Valerian and the City of a Thousand Planets is living proof that just being fun won't save a movie. And VatCofTP (say, let's just call it Valerian) really is fun, as well as being visually stunning. Unfortunately, that just makes its faults more obvious when compared to the moviemaker's previous fun and visual flick, The Fifth Element, which benefits from better casting decisions.
Major Valerian (Dane DeHaan) is a special operative, basically a combination secret agent/Navy SEAL. He and his partner, Sgt. Laureline (Cara Delevingne) drop their spaceship into problem areas James Bond style, and in this case they're assigned to investigate Alpha, a mysterious cancer that's spreading through a remarkable space-borne city in which species from across the galaxy learn from each other, exchange cultures, and party.
|Gee, we only see a hundred planets.|
Then things get confusing. Well, okay, they're already confusing, starting with an opening segment on a world so peaceful and beautiful you just know it's about to be demolished. We cut from there to Valerian and Laureline, who are arguing about getting married while landing on a planet bare of anything, unless you put on virtual reality visors and go on a huge shopping spree.
Soon they're neck deep in an effort to retrieve ... well, what they retrieve is related to the earlier planetary paradise, as is the rest of the movie, although how they're related doesn't become clear until toward the end. For some viewers, it doesn't become clear at all.
Some people were apparently never able to figure out what was going on. I was, eventually, but a large part of the movie is more about seeing neat things than about the actual plot. I'm okay with that in theory; still, a little consistency and logic are also nice, and Valerian tends to be weak in those areas.
But my biggest problem was the casting. Major Valerian plays like a much older character, and apparently was, in the comics; DeHaan comes off as a lightweight, and just can't make us believe he's an experienced, senior ranked operative in a galaxy-wide security service. Worse, he has little chemistry with Delevingne, who I found much more believably bad-ass. The movie slows to a crawl whenever their romance comes up, and one has to wonder why she hasn't already requested a different partner. I'd be happy to see her play the same part again, and some of my favorite moments of the movie were when she worked solo. Him, not so much.

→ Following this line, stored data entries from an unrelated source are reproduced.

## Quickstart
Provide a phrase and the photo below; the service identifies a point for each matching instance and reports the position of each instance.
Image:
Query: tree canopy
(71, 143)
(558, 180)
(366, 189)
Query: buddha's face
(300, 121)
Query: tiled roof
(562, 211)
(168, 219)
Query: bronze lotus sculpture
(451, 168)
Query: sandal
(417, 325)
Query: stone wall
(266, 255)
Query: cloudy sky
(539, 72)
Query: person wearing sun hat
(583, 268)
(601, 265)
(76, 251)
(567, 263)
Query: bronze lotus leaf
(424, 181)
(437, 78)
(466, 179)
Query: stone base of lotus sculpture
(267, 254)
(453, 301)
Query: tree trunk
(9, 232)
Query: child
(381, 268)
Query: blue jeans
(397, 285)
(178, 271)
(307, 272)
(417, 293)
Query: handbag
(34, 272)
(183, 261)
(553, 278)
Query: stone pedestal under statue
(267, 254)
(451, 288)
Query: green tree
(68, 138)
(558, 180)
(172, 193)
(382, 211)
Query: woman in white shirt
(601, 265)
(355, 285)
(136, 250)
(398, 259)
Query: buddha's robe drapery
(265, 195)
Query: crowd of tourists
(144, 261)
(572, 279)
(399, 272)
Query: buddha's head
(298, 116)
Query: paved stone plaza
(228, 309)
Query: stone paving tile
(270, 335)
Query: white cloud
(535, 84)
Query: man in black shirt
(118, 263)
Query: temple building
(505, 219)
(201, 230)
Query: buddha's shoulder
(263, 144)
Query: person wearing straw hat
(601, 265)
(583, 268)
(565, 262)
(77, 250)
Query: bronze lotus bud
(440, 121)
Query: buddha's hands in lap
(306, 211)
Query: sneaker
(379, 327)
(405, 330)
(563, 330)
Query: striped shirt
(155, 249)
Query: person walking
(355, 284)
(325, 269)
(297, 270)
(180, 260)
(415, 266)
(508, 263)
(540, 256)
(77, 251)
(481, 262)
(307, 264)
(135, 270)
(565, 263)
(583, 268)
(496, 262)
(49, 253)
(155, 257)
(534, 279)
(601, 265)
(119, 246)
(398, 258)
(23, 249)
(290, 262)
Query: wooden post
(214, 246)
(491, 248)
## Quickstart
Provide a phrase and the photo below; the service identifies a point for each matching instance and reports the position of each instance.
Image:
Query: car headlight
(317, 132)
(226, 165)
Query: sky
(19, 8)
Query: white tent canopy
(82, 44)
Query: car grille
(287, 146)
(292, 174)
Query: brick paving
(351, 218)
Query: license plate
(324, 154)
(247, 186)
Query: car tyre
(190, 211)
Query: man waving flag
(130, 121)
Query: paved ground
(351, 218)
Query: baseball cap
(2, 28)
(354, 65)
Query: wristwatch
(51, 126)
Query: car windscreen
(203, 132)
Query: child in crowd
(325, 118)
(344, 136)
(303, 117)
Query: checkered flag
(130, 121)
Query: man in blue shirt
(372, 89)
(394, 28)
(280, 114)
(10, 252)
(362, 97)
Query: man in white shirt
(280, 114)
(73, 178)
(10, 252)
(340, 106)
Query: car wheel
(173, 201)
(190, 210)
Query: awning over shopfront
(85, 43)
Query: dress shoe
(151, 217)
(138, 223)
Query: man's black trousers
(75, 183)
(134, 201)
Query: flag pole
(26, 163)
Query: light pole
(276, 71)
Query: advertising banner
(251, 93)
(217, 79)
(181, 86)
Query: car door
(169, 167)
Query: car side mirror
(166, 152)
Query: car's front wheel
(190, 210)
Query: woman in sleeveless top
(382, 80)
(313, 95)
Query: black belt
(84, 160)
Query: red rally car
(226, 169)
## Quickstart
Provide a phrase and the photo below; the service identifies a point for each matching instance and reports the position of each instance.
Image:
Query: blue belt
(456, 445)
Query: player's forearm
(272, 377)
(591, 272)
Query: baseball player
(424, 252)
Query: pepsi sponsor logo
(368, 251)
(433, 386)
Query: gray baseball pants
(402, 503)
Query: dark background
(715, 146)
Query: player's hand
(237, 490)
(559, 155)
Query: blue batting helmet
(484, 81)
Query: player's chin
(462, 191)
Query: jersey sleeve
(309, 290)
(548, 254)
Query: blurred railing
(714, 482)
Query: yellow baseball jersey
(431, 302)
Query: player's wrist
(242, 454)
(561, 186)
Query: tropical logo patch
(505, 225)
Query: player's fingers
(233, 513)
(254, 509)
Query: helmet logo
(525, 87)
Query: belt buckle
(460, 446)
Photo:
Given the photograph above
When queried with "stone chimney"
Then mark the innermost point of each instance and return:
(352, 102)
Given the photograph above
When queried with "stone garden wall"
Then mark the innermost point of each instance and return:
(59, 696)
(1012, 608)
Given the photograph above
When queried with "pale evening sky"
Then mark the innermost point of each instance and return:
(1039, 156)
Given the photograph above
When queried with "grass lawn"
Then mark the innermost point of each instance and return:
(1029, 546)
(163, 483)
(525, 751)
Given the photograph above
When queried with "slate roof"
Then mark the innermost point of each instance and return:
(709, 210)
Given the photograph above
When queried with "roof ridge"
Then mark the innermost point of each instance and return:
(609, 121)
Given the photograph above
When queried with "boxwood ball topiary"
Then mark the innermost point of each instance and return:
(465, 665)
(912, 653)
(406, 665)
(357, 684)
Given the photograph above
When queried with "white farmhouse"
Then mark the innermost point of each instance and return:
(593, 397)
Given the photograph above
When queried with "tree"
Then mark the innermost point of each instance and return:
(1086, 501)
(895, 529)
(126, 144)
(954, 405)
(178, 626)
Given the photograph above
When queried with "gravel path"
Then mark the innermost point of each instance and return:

|I suppose the original characters would be too old, now.|
Otherwise Valerian provided in spades what we've come to expect from movie space opera: great effects and action sequences, weird aliens, last minute saves, and bad guys doing things that don't always make sense. But in a way that was the problem: Everything got thrown at the screen, losing the story and characters in the process.
entertainment value: 3 M&Ms out of 4 ... and remember, I'm easily entertained.
Oscar potential: 1 M&M out of 4. Not that it couldn't get nominations for something like effects or makeup, but overall VatCofTP is as overly complicated as trying to shorten the title.